На этом, весьма неблагоприятном для физиков фоне новую инициативу в организации «философской сессии» предпринял акад. В. Ф. Миткевич, крупный электротехник, активный сторонник эфира и противник «физического идеализма» [4]. В январе 1937 г. он писал, обращаясь к Горбунову и Кржижановскому, о необходимости организации такой сессии для рассмотрения «основных натурфилософских установок современной физики» (цит. по [4, с. 320]). Он обвинял Тамма, Фока и Френкеля в физическом идеализме, а Иоффе и Вавилова в пособничестве им[7]. Эфирно-механистический уклон Миткевича был очевиден. Недаром он вскоре обратился к Горбунову с предложением избрать в Академию наук по специальности «физика» двух настоящих «механицистов» (или «механистов») — А. К. Тимирязева и Н. П. Кастерина[8] — как безусловно «стоящих на платформе диалектического материализма» (цит. по [4, с. 322].

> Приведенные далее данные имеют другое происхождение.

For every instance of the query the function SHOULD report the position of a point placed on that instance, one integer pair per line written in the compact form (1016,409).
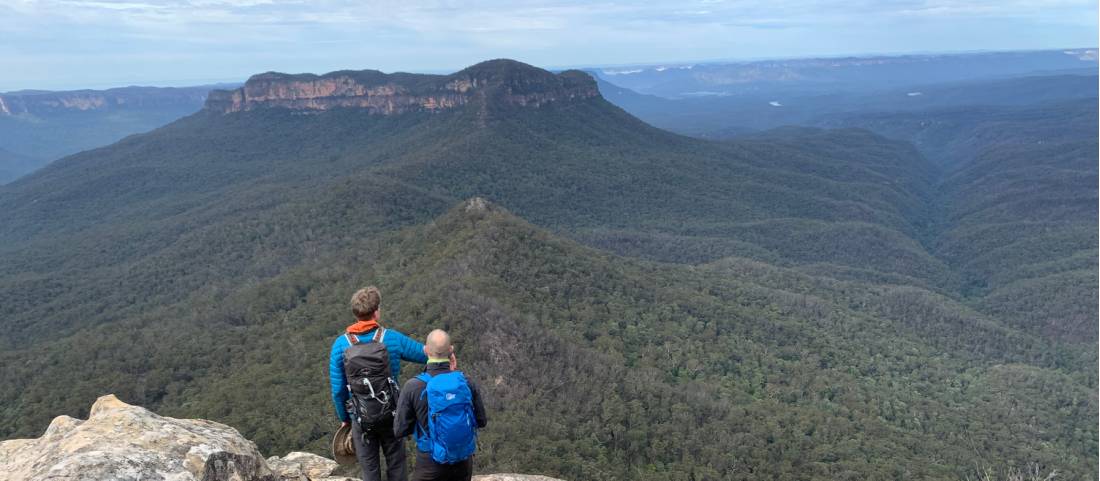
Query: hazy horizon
(229,82)
(73,44)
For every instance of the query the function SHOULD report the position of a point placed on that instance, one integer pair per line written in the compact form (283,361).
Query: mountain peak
(497,82)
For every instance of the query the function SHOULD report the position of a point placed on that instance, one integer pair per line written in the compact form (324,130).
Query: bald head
(438,345)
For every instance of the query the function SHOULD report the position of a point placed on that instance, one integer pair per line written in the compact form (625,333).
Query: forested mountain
(637,304)
(41,126)
(1020,205)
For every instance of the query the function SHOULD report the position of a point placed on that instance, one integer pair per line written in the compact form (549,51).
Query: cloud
(46,40)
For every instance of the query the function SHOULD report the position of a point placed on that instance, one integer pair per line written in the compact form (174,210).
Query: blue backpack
(452,430)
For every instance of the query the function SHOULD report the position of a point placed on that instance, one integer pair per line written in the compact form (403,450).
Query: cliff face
(44,102)
(124,443)
(490,83)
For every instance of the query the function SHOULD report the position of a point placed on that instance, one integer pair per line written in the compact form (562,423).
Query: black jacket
(413,408)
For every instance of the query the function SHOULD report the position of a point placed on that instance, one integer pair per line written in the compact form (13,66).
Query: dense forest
(798,304)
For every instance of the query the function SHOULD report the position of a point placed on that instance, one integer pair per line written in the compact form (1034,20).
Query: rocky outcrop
(305,467)
(494,82)
(120,441)
(36,102)
(124,443)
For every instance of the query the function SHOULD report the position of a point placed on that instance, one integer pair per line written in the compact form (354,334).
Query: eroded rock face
(495,82)
(305,467)
(125,443)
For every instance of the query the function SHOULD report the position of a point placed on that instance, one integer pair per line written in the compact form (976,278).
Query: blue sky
(61,44)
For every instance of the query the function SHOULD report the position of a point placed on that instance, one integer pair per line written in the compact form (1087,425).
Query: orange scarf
(362,326)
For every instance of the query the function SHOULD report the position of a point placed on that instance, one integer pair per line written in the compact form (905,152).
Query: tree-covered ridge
(1020,207)
(801,324)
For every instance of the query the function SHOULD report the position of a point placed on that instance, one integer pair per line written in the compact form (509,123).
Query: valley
(882,295)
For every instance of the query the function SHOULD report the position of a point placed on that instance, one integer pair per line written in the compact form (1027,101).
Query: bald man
(413,410)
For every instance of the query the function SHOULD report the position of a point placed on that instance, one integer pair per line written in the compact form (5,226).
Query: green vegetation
(777,307)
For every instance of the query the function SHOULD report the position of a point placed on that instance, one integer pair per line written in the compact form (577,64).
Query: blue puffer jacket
(400,348)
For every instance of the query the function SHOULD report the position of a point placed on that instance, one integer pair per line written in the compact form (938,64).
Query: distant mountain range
(803,76)
(42,126)
(800,303)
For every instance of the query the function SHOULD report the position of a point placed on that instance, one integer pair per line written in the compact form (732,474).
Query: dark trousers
(427,469)
(366,450)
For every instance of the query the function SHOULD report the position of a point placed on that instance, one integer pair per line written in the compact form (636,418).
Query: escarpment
(124,443)
(499,83)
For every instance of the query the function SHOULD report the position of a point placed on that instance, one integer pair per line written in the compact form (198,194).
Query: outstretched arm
(411,350)
(337,380)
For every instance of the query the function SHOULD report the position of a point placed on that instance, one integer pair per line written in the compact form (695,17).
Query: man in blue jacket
(364,305)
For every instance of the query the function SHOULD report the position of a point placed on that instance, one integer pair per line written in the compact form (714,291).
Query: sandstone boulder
(124,443)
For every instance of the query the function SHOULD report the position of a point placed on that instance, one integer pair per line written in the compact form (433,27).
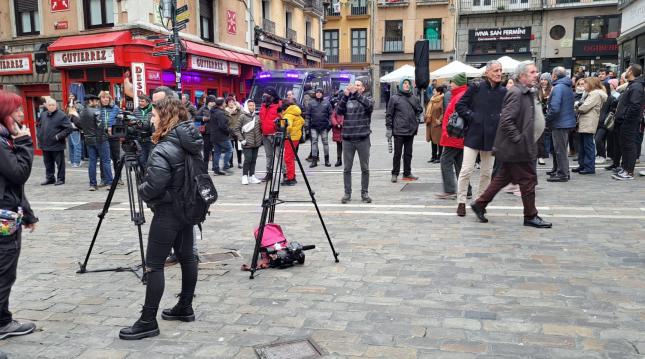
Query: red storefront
(108,61)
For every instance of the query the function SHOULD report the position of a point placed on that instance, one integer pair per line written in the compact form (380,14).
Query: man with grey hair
(520,125)
(480,108)
(560,119)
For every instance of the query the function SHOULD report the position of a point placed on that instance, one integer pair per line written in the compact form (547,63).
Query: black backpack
(196,195)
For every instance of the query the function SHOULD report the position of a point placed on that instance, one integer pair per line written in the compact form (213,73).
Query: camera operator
(143,114)
(174,138)
(95,126)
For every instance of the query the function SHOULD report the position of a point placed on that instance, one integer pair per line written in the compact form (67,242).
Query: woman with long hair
(16,158)
(175,137)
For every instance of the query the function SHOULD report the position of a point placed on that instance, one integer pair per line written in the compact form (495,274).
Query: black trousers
(167,232)
(52,160)
(402,145)
(9,253)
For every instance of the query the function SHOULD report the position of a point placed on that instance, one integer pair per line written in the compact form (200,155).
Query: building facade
(400,23)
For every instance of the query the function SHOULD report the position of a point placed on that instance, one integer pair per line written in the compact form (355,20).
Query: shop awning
(221,54)
(94,40)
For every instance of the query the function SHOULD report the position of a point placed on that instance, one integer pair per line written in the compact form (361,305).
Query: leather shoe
(479,212)
(537,222)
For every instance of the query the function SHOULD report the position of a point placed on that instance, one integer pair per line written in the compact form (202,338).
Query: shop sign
(208,64)
(500,34)
(84,57)
(138,80)
(595,48)
(15,65)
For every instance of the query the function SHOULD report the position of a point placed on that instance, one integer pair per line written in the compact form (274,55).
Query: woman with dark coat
(16,158)
(174,138)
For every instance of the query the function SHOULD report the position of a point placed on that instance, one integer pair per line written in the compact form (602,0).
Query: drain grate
(296,349)
(91,206)
(422,187)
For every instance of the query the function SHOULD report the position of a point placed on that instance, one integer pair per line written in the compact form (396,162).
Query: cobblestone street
(414,280)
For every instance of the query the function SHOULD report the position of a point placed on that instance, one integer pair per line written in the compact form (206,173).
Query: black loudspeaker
(422,64)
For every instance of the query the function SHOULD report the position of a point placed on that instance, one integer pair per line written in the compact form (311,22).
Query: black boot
(145,327)
(182,311)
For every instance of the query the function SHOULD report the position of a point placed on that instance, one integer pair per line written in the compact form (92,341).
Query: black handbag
(455,126)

Н. П. Горбунов распорядился начать подготовку «философской сессии»: основным докладчиком предстояло стать самому Миткевичу, а в качестве председателя комиссии по её подготовке должен был выступить А. А. Максимов. Но дело шло недостаточно быстро. В своём письме к Горбунову Миткевич настаивал на том, чтобы Иоффе и Вавилов дали чёткие ответы на его вопросы, о дальнодействии и близкодействии, и Горбунов согласился с этим. Вавилов в «ПЗМ» (№ 7 за 1937 г.) опубликовал разбор брошюры Миткевича «Основные физические воззрения», убедительно показав непонимание им основ современной физики и приверженность эфирно-механистической концепции. Иоффе в июле 1937 г. написал в редакцию «ПЗМ», что он считает постановку вопросов Миткевичем и их аргументацию «целиком относящимися к ⅩⅨ в.» и не находит «времени для статьи об эфире акад. Миткевича» (цитир. по: [4, с. 325]). Через полгода Иоффе всё-таки написал статью для «ПЗМ» с характерным названием «О положении на философском фронте советской физики». Ей предшествовала статья Максимова «О философских воззрениях акад. В. Ф. Миткевича и о путях развития советской физики» [39], которую ещё до публикации высоко оценил вице-президент АН СССР Г. М. Кржижановский, написавший в редакцию журнала: «В основном я считаю эту статью совершенно правильной, но если бы я писал на эту тему, то я ещё более смягчил бы первую часть, направленную против ошибок Миткевича, и, наоборот значительно усилил бы вторую часть, направленную против Фока, Тамма, Френкеля и Компании» (цитир. по: [4, с. 325]). Вместе с тем, он заметил, что всё-таки «недостаточно подчёркнуто то, что представляет (собой) отрицательный комплекс представлений акад. Миткевича о современной физике: ведь он в этой области значительно поотстал…» [там же].
7
Миткевич участвовал и в мартовской сессии и пытался затеять дискуссию с Таммом о близкодействии и дальнодействии» ставшую известной как дискуссия о «цвете меридиана» [31, 4], но небольшая стычка не перешла в широкое обсуждение, так как таковое не планировалось.
8
Работы Н. П. Кастерина, в которых он пытался вывести уравнения Максвелла и Шрёдингера из обобщённых уравнений некой эфирной газодинамики, высоко оценивали ещё Н. Е. Жуковский, а затем С. А. Чаплыгин и, конечно, А. К. Тимирязев. В июне 1938 г. на объединённом заседании Групп физики и математики АН СССР физики (Тамм, Фок, Френкель, Блохинцев, Леонтович и др.) подвергли работы Кастерина резкой критике.